Lately, I have had the extreme fortune of visiting the glass studio of Zach Puchowitz, who is at the head of the pack of the underground functional glass sculpture art movement. As this is a new field of art that I am beginning to merge into, I didn’t quite know what to expect. However, crossing the threshold into Zach’s studio was certainly an eye opening experience.
Upon my first steps into the space, I was greeted by a huge kiln with it’s lid open, almost like a monstrous beast with it’s mouth agape. The welcoming machinery acted as an icebreaker for the amazing equipment that lay beyond. Further into the space, my eyes didn’t know where to focus, as I was overwhelmed by more kilns, furnaces, work stations, tools and glass tubing that was all neatly arranged and organized around the circumference of the studio. He had complete set ups for both Borosilicate glass as well as Soft glass and was eager to explain to me what the different materials were and how they relate to his process as well as their intended functionality. Glass tubes of a myriad of colors were all neatly sorted on racks for easy access, as if they were pigments on a painters pallet. He had a carpeted table top, full of prototypes, test subjects and assemblage pieces awaiting transfer onto larger works of art. His workbench was massive, consisting of multiple work stations, each equipped with it's own individual kiln, fully outfitted to accommodate a number of artists. He frequently puts all that space to good use, inviting other top glass sculptors from around the world to work along side him for collaborative art projects. In the middle of all the space, away from the machinery and acting as an island, is a single desk where he can take a moment away from the maddness to sketch out designs before re-immersing himself back into the heat of glass blowing.
This is a space that is constantly in motion, yet operating at a flow and pace all it’s own. Few things happen quickly in glass blowing, as each step is methodically pondered over while the pieces are “in play”, which means that the glass is at an appropriate temperature to manipulate in order to reduce the chances of stressing the material that would cause it to crack or shatter. Zach is constantly thinking about each step well ahead of its execution, creating a list in his head that includes the next five, ten or even twenty motions that he will need to make in order to achieve his ultimate vision. Glass blowing is an unforgiving art form and one missed step or careless movement could destroy days or even weeks worth of work, as the pieces are seldom repairable after a mishap.
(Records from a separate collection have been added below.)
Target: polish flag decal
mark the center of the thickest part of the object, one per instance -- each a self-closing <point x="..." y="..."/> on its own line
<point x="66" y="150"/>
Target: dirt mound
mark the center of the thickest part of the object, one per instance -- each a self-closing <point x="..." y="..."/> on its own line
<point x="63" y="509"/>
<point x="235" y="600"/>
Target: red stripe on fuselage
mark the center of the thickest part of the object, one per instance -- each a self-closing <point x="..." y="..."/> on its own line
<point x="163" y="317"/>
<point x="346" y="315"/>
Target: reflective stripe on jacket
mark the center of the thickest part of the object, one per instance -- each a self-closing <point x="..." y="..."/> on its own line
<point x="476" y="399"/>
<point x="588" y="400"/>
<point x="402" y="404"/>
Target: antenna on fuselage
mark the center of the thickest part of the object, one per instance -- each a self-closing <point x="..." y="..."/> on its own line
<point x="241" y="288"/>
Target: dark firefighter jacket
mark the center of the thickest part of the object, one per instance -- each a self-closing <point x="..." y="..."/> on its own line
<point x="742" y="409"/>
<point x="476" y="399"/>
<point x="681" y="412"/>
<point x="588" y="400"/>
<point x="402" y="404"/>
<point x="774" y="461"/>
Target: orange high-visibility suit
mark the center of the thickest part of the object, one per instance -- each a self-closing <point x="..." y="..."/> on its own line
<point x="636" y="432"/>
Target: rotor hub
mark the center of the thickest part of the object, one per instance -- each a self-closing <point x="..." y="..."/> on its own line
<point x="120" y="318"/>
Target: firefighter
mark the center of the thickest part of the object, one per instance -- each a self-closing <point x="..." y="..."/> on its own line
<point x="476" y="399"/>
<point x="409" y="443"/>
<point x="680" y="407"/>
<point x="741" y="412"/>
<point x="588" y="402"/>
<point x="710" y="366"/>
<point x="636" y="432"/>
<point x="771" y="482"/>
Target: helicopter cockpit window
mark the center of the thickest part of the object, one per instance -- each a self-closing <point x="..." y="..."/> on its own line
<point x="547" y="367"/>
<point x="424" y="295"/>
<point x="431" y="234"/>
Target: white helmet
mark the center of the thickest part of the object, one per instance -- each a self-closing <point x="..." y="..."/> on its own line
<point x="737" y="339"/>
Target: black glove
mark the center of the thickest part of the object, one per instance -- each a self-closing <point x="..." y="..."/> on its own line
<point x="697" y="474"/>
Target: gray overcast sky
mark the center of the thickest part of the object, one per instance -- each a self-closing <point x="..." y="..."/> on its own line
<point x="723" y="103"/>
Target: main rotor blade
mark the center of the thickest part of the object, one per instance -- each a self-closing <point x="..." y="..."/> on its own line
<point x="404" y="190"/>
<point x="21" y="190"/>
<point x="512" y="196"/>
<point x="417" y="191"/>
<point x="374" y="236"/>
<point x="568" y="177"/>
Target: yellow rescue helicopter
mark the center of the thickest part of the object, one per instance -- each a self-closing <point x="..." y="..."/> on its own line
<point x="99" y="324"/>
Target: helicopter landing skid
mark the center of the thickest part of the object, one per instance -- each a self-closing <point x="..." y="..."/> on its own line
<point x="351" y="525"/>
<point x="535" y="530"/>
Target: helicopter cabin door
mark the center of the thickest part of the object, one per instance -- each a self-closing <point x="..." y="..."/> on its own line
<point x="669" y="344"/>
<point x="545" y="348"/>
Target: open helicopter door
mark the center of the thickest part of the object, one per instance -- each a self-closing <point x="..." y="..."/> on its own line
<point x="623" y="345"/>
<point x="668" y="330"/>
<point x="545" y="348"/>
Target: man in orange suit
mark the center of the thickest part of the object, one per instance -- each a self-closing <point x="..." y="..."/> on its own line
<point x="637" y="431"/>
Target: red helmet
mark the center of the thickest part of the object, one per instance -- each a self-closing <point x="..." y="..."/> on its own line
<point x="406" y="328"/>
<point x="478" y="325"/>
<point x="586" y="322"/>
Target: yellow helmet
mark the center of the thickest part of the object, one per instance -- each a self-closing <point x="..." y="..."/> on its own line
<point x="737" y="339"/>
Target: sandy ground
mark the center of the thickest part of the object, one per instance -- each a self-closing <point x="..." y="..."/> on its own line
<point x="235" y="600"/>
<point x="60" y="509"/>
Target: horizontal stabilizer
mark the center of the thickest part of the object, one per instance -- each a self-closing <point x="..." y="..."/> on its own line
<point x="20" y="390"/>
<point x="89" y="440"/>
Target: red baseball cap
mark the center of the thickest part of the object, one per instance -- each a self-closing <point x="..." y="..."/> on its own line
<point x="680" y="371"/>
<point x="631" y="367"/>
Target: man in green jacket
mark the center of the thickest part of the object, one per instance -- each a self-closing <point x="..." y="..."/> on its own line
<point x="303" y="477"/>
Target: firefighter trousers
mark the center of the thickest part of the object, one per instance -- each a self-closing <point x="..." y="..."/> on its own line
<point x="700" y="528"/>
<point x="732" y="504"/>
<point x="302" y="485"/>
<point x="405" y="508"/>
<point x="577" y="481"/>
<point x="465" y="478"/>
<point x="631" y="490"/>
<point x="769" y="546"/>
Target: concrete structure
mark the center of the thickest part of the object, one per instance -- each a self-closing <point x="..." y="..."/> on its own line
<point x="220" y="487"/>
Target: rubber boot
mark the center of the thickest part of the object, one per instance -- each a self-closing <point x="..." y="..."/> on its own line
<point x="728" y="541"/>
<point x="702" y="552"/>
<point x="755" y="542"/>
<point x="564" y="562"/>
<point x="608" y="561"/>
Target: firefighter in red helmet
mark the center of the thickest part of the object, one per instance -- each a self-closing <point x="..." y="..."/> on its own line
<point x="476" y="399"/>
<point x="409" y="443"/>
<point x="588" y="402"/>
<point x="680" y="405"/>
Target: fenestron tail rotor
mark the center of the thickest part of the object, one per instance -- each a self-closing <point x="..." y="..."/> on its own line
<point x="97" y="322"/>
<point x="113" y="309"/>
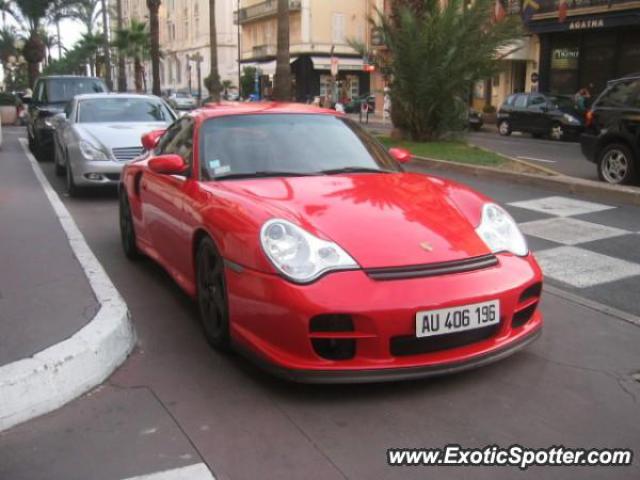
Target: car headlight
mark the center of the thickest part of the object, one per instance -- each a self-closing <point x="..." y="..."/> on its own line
<point x="90" y="152"/>
<point x="500" y="232"/>
<point x="299" y="255"/>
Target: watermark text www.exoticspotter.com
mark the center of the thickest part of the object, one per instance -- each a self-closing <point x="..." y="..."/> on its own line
<point x="513" y="456"/>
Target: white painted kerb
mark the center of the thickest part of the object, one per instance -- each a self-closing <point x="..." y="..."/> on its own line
<point x="62" y="372"/>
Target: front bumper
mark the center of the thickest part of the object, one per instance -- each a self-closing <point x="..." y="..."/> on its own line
<point x="270" y="321"/>
<point x="96" y="174"/>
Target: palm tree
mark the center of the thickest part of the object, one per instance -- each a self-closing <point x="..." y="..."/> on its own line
<point x="31" y="15"/>
<point x="213" y="85"/>
<point x="133" y="42"/>
<point x="8" y="49"/>
<point x="122" y="77"/>
<point x="282" y="87"/>
<point x="154" y="6"/>
<point x="89" y="44"/>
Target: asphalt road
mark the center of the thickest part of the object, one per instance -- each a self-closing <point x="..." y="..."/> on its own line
<point x="564" y="157"/>
<point x="177" y="402"/>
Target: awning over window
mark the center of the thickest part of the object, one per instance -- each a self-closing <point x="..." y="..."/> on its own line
<point x="324" y="63"/>
<point x="266" y="68"/>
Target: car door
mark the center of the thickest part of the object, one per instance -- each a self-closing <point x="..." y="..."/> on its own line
<point x="163" y="198"/>
<point x="536" y="118"/>
<point x="519" y="113"/>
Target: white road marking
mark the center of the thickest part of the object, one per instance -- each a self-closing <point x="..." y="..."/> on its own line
<point x="50" y="378"/>
<point x="569" y="231"/>
<point x="533" y="159"/>
<point x="198" y="471"/>
<point x="561" y="206"/>
<point x="582" y="268"/>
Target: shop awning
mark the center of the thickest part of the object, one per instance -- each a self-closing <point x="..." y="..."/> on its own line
<point x="266" y="68"/>
<point x="324" y="63"/>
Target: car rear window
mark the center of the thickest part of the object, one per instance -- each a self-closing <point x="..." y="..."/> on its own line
<point x="521" y="101"/>
<point x="621" y="94"/>
<point x="61" y="90"/>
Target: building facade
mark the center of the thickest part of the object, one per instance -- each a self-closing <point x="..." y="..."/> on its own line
<point x="598" y="41"/>
<point x="319" y="29"/>
<point x="184" y="38"/>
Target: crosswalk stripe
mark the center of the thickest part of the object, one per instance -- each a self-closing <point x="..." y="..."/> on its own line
<point x="198" y="471"/>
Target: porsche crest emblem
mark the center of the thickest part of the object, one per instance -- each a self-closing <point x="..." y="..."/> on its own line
<point x="426" y="246"/>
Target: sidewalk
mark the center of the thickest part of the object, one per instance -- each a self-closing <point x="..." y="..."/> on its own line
<point x="44" y="295"/>
<point x="64" y="328"/>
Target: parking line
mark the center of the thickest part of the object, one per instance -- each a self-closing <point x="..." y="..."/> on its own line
<point x="199" y="471"/>
<point x="536" y="159"/>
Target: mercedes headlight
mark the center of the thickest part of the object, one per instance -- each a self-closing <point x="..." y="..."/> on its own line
<point x="570" y="119"/>
<point x="500" y="232"/>
<point x="299" y="255"/>
<point x="90" y="152"/>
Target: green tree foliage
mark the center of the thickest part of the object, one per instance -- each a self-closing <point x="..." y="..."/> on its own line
<point x="134" y="43"/>
<point x="436" y="53"/>
<point x="247" y="81"/>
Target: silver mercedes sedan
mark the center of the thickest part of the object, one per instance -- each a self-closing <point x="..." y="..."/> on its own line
<point x="99" y="133"/>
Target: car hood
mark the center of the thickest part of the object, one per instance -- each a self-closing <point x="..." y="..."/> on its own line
<point x="381" y="220"/>
<point x="116" y="135"/>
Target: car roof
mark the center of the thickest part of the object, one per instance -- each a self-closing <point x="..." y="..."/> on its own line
<point x="88" y="96"/>
<point x="48" y="77"/>
<point x="212" y="110"/>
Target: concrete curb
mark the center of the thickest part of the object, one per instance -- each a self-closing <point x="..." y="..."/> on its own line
<point x="559" y="183"/>
<point x="44" y="382"/>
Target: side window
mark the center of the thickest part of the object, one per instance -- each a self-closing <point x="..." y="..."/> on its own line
<point x="537" y="101"/>
<point x="166" y="139"/>
<point x="181" y="143"/>
<point x="521" y="101"/>
<point x="39" y="92"/>
<point x="622" y="94"/>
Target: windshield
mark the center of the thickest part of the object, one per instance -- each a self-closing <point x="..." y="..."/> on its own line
<point x="64" y="89"/>
<point x="293" y="143"/>
<point x="128" y="110"/>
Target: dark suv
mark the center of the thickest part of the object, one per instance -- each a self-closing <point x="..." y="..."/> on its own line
<point x="50" y="96"/>
<point x="540" y="114"/>
<point x="612" y="138"/>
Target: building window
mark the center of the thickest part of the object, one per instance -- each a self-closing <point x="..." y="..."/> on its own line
<point x="338" y="28"/>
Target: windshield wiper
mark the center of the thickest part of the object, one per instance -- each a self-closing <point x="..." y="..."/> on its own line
<point x="263" y="174"/>
<point x="334" y="171"/>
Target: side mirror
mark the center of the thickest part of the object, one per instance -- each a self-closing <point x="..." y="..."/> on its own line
<point x="400" y="155"/>
<point x="150" y="140"/>
<point x="168" y="165"/>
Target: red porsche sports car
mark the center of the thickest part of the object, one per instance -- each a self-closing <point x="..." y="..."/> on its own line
<point x="311" y="250"/>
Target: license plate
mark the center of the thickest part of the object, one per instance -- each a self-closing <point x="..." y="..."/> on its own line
<point x="457" y="319"/>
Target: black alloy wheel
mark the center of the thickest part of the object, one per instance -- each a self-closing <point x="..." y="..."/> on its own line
<point x="212" y="295"/>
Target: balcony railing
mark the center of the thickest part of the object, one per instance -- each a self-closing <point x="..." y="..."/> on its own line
<point x="551" y="6"/>
<point x="260" y="51"/>
<point x="263" y="10"/>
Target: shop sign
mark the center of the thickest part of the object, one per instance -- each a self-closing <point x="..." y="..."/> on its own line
<point x="586" y="24"/>
<point x="565" y="58"/>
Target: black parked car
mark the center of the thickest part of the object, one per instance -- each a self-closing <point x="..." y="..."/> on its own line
<point x="612" y="137"/>
<point x="50" y="96"/>
<point x="355" y="104"/>
<point x="540" y="114"/>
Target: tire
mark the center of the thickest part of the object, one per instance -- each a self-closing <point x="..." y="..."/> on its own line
<point x="72" y="188"/>
<point x="58" y="168"/>
<point x="504" y="128"/>
<point x="127" y="230"/>
<point x="557" y="132"/>
<point x="617" y="164"/>
<point x="212" y="295"/>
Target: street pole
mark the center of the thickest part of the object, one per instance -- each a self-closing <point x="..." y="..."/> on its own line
<point x="239" y="55"/>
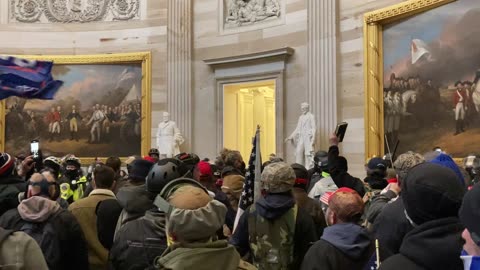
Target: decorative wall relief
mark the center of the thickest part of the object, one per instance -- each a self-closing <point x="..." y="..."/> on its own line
<point x="73" y="11"/>
<point x="245" y="15"/>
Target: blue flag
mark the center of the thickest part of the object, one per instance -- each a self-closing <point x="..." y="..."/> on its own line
<point x="27" y="78"/>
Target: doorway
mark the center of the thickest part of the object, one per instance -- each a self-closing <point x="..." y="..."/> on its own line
<point x="246" y="105"/>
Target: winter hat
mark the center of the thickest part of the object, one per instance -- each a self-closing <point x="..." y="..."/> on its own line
<point x="430" y="192"/>
<point x="446" y="161"/>
<point x="204" y="169"/>
<point x="139" y="169"/>
<point x="233" y="183"/>
<point x="470" y="213"/>
<point x="377" y="163"/>
<point x="405" y="162"/>
<point x="278" y="177"/>
<point x="302" y="176"/>
<point x="6" y="164"/>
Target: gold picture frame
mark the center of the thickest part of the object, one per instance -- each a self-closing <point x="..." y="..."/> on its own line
<point x="143" y="58"/>
<point x="373" y="66"/>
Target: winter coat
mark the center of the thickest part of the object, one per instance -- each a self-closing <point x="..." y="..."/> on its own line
<point x="340" y="175"/>
<point x="18" y="251"/>
<point x="345" y="246"/>
<point x="10" y="187"/>
<point x="217" y="255"/>
<point x="313" y="208"/>
<point x="84" y="212"/>
<point x="139" y="242"/>
<point x="432" y="245"/>
<point x="135" y="201"/>
<point x="273" y="206"/>
<point x="74" y="253"/>
<point x="390" y="227"/>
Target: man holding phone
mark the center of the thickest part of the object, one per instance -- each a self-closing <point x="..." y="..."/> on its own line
<point x="303" y="137"/>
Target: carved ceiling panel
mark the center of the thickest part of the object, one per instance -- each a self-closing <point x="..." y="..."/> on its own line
<point x="73" y="11"/>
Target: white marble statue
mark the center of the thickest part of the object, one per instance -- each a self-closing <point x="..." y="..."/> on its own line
<point x="303" y="137"/>
<point x="169" y="138"/>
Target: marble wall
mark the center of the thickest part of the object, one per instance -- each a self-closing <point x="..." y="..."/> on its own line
<point x="209" y="43"/>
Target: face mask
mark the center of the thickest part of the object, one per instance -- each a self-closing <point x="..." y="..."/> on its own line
<point x="71" y="174"/>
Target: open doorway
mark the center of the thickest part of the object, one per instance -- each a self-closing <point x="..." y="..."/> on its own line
<point x="246" y="105"/>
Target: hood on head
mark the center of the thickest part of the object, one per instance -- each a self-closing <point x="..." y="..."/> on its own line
<point x="351" y="239"/>
<point x="274" y="205"/>
<point x="135" y="199"/>
<point x="37" y="209"/>
<point x="198" y="224"/>
<point x="435" y="244"/>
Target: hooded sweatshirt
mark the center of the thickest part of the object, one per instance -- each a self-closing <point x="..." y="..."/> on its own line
<point x="271" y="207"/>
<point x="135" y="201"/>
<point x="433" y="245"/>
<point x="342" y="246"/>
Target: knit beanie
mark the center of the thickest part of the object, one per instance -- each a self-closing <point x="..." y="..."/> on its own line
<point x="470" y="212"/>
<point x="301" y="174"/>
<point x="446" y="161"/>
<point x="430" y="192"/>
<point x="6" y="165"/>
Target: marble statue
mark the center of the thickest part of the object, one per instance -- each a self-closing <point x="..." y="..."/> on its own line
<point x="244" y="12"/>
<point x="303" y="137"/>
<point x="68" y="11"/>
<point x="169" y="138"/>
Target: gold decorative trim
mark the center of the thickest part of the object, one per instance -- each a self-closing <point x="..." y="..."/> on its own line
<point x="138" y="57"/>
<point x="373" y="65"/>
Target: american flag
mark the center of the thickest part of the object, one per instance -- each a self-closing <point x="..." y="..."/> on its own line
<point x="251" y="187"/>
<point x="27" y="78"/>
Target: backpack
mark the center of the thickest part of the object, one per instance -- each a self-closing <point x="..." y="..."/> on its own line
<point x="48" y="238"/>
<point x="272" y="241"/>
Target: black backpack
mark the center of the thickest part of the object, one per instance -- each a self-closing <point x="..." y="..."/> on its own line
<point x="47" y="238"/>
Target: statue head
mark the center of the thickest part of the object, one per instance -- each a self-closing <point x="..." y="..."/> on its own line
<point x="166" y="117"/>
<point x="305" y="107"/>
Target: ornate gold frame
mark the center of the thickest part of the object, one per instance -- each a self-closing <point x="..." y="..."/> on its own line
<point x="144" y="57"/>
<point x="373" y="65"/>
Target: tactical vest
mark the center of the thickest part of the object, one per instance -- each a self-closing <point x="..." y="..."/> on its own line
<point x="272" y="241"/>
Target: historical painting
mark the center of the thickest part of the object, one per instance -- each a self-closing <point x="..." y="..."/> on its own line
<point x="431" y="72"/>
<point x="246" y="15"/>
<point x="97" y="112"/>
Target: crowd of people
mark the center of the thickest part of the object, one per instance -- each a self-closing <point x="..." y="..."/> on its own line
<point x="416" y="211"/>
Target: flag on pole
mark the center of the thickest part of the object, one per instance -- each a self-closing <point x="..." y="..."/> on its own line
<point x="251" y="187"/>
<point x="27" y="78"/>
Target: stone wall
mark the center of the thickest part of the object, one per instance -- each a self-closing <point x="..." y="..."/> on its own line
<point x="351" y="101"/>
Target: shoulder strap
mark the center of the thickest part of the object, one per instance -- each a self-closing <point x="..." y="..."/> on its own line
<point x="4" y="234"/>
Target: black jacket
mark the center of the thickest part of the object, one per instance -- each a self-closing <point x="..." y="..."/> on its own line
<point x="338" y="170"/>
<point x="273" y="206"/>
<point x="139" y="242"/>
<point x="430" y="246"/>
<point x="10" y="187"/>
<point x="74" y="253"/>
<point x="345" y="246"/>
<point x="390" y="227"/>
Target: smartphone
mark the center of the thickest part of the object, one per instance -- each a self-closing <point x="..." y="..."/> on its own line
<point x="34" y="148"/>
<point x="340" y="130"/>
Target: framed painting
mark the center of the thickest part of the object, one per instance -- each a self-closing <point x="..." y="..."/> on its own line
<point x="422" y="75"/>
<point x="102" y="109"/>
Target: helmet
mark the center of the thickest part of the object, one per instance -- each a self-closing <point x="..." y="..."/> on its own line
<point x="321" y="160"/>
<point x="153" y="151"/>
<point x="164" y="171"/>
<point x="73" y="160"/>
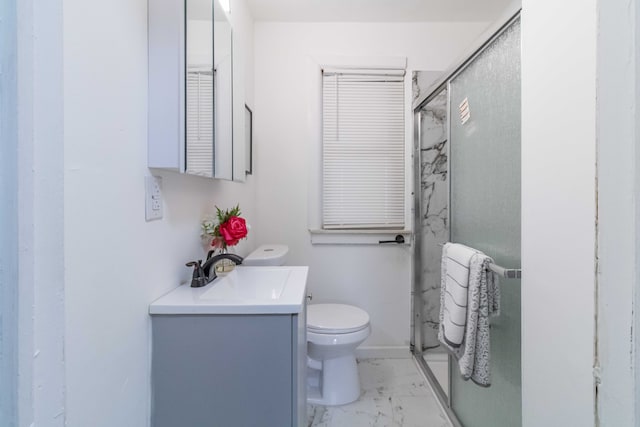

Learning about glass blowing from one of the best in the industry within his environment was an absolutely amazing experience and it opened my eyes to the complex nature of the art form. It has provided me with a new found respect for his craft and taught me that one must be patient, critical, methodical and precise when attempting to create art from glass. Zach Puchowitz leads by example and his studio is testament to his creative endeavors. It’s no wonder that he is one of the top names in his genre and his artistic output is second to none. The cleanliness and organization of his studio reflect his mental approach to his art, as he is constantly keeping all aspects of his career “in play”, plotting and building one step at a time while focusing on the bigger picture.